Backfire

Backfire.
by Angharad

Copyright © 2013 Angharad
All Rights Reserved.
  
katrina-hodge-404b_734269c.jpg

Picture courtesy of the Daily Telegraph.

This is a work of fiction and there is no intentional resemblance to any real person living or dead, including the photograph at the beginning which is meant as an archetype not individual.

National Service had been restored to the United Kingdom some five years ago, it declared that all eighteen to twenty year olds had to enlist in the armed services unless they were in a reserved occupation or studying for one, for two years. Nursing and medicine, veterinary science, defence engineering and one or two others were the get outs, which meant only those most able students or very wealthy ones avoided the call up or draft as the American’s call it.

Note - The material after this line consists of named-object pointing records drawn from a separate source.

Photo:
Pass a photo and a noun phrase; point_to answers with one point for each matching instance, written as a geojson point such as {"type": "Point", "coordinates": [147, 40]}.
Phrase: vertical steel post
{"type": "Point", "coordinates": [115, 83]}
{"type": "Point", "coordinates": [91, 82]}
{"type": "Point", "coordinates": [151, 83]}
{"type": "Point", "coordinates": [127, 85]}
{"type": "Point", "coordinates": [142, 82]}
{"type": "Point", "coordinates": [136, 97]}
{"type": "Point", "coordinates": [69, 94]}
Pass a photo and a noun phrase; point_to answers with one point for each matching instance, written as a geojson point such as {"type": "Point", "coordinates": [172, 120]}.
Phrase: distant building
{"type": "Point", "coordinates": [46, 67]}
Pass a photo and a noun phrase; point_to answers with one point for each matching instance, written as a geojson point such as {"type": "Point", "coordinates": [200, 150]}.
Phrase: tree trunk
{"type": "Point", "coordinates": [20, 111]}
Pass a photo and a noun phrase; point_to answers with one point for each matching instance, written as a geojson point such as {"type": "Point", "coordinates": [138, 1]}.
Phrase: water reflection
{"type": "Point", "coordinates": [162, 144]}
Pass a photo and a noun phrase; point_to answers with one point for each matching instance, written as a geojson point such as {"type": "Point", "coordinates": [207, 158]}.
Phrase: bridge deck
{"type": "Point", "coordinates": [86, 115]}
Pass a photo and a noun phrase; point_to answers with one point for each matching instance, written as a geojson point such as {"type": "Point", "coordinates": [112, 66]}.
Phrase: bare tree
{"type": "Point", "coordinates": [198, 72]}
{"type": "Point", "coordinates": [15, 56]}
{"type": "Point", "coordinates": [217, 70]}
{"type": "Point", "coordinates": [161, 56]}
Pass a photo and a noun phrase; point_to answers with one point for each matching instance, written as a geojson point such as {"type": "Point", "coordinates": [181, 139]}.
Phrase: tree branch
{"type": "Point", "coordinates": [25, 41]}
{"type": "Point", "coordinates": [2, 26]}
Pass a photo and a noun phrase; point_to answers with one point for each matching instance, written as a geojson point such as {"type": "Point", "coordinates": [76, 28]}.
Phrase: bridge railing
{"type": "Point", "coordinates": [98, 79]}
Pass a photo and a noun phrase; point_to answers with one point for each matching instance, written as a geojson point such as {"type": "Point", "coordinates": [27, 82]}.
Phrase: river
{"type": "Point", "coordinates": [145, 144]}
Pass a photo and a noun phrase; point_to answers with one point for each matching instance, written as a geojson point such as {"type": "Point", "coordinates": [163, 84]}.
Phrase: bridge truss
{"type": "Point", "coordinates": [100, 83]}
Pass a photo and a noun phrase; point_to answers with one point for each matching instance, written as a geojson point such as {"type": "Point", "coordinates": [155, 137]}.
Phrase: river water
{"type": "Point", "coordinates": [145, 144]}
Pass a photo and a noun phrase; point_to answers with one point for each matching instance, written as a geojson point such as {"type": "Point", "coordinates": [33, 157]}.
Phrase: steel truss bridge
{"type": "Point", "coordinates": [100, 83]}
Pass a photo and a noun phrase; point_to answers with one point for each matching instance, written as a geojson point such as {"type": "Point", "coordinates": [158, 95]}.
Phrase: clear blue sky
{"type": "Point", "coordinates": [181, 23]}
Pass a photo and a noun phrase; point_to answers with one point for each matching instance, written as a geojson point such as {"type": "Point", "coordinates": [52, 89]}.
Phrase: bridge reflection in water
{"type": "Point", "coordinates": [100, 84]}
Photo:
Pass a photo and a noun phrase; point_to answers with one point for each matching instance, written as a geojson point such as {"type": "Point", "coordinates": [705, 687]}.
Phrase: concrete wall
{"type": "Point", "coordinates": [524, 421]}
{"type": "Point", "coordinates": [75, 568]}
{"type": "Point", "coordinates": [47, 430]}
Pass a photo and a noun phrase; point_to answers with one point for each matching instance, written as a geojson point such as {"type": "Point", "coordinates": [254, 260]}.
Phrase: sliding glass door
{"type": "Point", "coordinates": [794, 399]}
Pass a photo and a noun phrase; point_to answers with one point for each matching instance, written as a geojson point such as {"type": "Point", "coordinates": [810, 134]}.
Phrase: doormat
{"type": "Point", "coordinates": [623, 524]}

Sylvia Plant was very concerned for her son Laurence, who was seventeen though looked two or three years younger. The reason he did so was because she’d managed to surreptitiously feed him with hormone blockers for the past four years and therefore he’d not encountered puberty and consequently was smaller than average and without the muscles or bony structure of most of his male contemporaries.

The conscription had begun five years before and every day there were reports of young British men returning from the wars with limbs missing or in body bags and Sylvia was determined it wasn’t going to happen to Laurence. He complained about his lack of development though she kept quiet about the pills she crushed and added to his food or drinks. She worked hard to get them from the hospital, having to give sexual favours to Mr Austin, the head pharmacist.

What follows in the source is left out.